Survivors of head, neck cancers almost twice as likely to die from suicide as survivors of other cancers
FRIDAY, Nov. 2, 2018 (HealthDay News) — Head and neck cancer (HNC) survivors have an increased risk for suicide compared with other cancer survivors, according to a study published online Oct. 18 in Cancer.
Nosayaba Osazuwa-Peters, Ph.D., M.P.H., from the St. Louis University Cancer Center, and colleagues queried the Surveillance, Epidemiology, and End Results 18-registry database for the top 20 cancer sites in the database, including HNC. The mortality rate from suicide was estimated for HNC sites and compared to rates for 19 other sites.
The researchers identified 404 suicides among 151,167 HNC survivors from 2000 to 2014 — a rate of 63.4 suicides per 100,000 person-years. Among 4,219,097 cancer survivors in the study sample, there were 4,493 suicides in this time frame, yielding an incidence rate of 23.6 suicides per 100,000 person-years. Survivors of HNC were almost twice as likely as survivors of other cancers to die from suicide (adjusted rate ratio, 1.97). Compared with the period from 2000 to 2004, during 2010 to 2014, there was a 27 percent increase in the risk for suicide among HNC survivors (adjusted rate ratio, 1.27).
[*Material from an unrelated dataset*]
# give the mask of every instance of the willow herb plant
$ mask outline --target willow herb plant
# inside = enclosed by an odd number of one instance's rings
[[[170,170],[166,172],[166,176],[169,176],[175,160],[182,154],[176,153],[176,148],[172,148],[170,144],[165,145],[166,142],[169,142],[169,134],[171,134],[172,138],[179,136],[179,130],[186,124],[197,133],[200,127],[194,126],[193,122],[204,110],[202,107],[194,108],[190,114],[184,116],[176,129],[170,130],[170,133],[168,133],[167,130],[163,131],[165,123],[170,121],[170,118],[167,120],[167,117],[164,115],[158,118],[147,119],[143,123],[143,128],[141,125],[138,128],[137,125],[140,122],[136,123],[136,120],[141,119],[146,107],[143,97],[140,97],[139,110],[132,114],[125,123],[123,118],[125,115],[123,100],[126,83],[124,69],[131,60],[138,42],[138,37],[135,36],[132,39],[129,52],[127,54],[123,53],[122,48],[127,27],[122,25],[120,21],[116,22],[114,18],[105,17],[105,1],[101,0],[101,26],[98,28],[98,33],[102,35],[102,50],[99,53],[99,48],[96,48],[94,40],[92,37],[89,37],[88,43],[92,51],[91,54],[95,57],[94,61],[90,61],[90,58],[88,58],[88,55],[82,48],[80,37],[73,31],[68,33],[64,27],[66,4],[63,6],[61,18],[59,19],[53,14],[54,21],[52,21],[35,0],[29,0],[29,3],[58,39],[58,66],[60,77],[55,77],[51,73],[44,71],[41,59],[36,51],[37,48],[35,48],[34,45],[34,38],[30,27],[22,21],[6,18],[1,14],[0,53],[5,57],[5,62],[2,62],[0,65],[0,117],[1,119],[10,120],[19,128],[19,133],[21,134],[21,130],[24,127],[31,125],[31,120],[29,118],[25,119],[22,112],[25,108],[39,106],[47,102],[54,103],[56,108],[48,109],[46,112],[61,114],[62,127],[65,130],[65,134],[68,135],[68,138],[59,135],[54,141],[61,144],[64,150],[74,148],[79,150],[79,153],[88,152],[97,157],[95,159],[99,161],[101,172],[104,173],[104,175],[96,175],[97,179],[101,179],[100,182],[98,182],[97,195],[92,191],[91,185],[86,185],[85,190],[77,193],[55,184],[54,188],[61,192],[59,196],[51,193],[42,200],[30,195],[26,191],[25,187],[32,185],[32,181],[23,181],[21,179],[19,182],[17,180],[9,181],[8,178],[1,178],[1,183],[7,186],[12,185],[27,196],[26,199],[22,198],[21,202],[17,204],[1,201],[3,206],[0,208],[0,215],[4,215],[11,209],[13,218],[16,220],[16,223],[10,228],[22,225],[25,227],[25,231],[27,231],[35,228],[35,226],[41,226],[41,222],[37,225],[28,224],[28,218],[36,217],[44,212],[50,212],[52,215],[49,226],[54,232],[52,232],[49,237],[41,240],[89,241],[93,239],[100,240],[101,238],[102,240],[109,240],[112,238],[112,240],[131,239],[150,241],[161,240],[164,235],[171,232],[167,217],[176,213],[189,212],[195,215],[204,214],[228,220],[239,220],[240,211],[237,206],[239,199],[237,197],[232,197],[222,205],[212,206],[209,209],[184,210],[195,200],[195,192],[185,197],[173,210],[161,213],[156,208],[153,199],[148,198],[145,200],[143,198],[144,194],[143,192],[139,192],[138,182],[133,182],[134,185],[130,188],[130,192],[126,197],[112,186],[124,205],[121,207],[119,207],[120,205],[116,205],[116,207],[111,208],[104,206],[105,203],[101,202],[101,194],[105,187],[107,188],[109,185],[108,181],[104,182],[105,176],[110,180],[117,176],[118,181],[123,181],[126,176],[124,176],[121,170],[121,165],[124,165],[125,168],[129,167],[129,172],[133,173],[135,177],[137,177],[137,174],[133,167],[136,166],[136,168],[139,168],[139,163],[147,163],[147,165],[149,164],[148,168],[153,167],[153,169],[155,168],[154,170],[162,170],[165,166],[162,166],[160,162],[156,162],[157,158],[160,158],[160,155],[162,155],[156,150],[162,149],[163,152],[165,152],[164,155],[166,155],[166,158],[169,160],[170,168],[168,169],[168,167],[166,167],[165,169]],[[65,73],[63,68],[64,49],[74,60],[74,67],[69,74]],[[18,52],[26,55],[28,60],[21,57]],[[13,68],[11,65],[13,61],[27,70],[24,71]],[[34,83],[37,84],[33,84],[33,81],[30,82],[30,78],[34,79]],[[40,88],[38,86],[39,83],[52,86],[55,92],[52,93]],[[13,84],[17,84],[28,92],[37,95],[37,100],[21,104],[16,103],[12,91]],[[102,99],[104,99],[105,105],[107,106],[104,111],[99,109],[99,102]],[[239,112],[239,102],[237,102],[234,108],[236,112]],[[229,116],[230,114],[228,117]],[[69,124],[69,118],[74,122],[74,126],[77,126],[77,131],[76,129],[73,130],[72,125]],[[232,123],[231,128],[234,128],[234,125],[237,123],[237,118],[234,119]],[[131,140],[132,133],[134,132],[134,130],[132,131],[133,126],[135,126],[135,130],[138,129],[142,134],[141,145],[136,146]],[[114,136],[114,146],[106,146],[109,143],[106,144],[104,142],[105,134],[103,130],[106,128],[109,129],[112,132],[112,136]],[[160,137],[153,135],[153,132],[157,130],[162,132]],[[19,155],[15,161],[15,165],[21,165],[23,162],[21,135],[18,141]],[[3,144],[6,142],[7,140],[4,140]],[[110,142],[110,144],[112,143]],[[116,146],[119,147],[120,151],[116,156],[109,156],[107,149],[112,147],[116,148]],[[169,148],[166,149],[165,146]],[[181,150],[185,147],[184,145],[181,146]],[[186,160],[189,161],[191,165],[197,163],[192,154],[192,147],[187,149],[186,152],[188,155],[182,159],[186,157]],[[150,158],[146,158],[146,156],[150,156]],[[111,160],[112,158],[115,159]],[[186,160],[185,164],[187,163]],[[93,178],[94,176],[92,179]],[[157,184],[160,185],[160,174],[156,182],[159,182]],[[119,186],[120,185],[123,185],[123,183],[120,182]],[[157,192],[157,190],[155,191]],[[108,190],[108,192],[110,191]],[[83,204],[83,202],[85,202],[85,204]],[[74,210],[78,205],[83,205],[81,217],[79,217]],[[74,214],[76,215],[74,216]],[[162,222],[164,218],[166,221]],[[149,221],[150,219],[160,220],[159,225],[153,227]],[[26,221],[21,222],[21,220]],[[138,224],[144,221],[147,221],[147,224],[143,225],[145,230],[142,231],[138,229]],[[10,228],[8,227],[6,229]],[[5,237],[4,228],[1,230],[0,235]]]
“In conclusion, our study highlights suicide as an important issue for HNC survivors and cancer survivors in general,” the authors write. “The need to understand this problem of cancer-associated suicide has become even more important as more patients live beyond their cancer diagnosis and treatment.”
One author disclosed financial ties to the pharmaceutical industry.